RNA-away liver tumours

21 June 2009

Scientists have used a genetic technique to successfully treat mice with liver tumours.

DNA fragmentWriting in the current edition of the journal Cell, Ohio State University researcher Jerry Mendell and his team describe how they have used short sequences of genetic material to block the growth of cancers.

The work was based on the finding in recent years that cells regulate the activity of their genes through the use of a family of small molecules called micro RNAs (miRs). These work by shutting off the actions of certain genes, particularly those linked to cell growth and which are normally active only when cells need to divide or in a developing embryo. But if the production of these micro RNAs goes awry then many of these growth-associated genes can be reactivated, which is what, scientists believe, might promote the growth of tumours.

Indeed, when researchers have studied a number of different cancers they have found that many of the micro RNAs that should be present are in fact missing in the malignant cells. This led the Ohio team to ask what would happen if they put the micro RNAs back into cancerous cells?

To find out the researchers used experimental mice with a genetic tendency to develop liver cancers. Having identified one micro RNA that was frequently missing from the malignant cells in these mice, the team inserted the genetic sequence for that micro RNA - called miR-26a - into an adeno-associated virus vector (AAV), which is effectively a viral shell that lacks the ability to reproduce.

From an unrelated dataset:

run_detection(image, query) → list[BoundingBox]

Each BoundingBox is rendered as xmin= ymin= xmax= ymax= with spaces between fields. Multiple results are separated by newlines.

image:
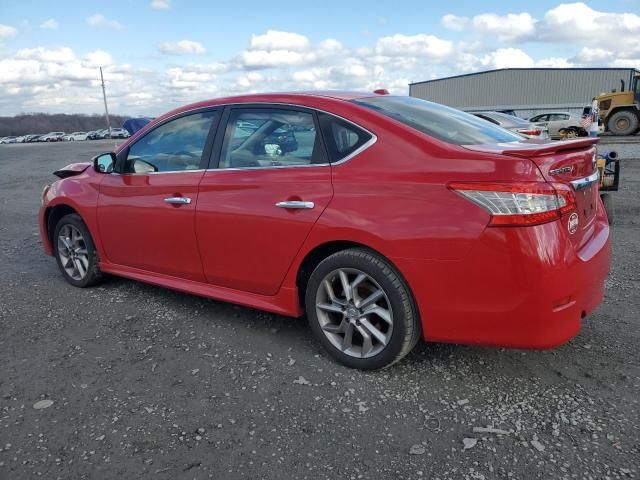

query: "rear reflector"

One group of mice were given injections into a blood vessel supplying the liver of a million million particles of the virus containing miR-26a. A second group of mice received injections with a dummy virus and were used as controls.

Three weeks later the animals were studied for signs of liver tumours. As expected, six out of eight of the control animals all had large liver tumours, but the team found that of the ten animals given the therapeutic virus eight had very few signs of disease. In these animals tests showed that the virus had successfully penetrated 90% of the cells in the liver, and of the two animals that did not respond the treatment appeared to have failed because the viruses did not reach the liver successfully - in other words for technical rather than biological reasons.

Clearly it is early days, and the safety of this approach still needs to be confirmed, but this discovery, the first of its kind, shows that the future treatment of cancer most likely rests with genetics, rather than just toxic drugs.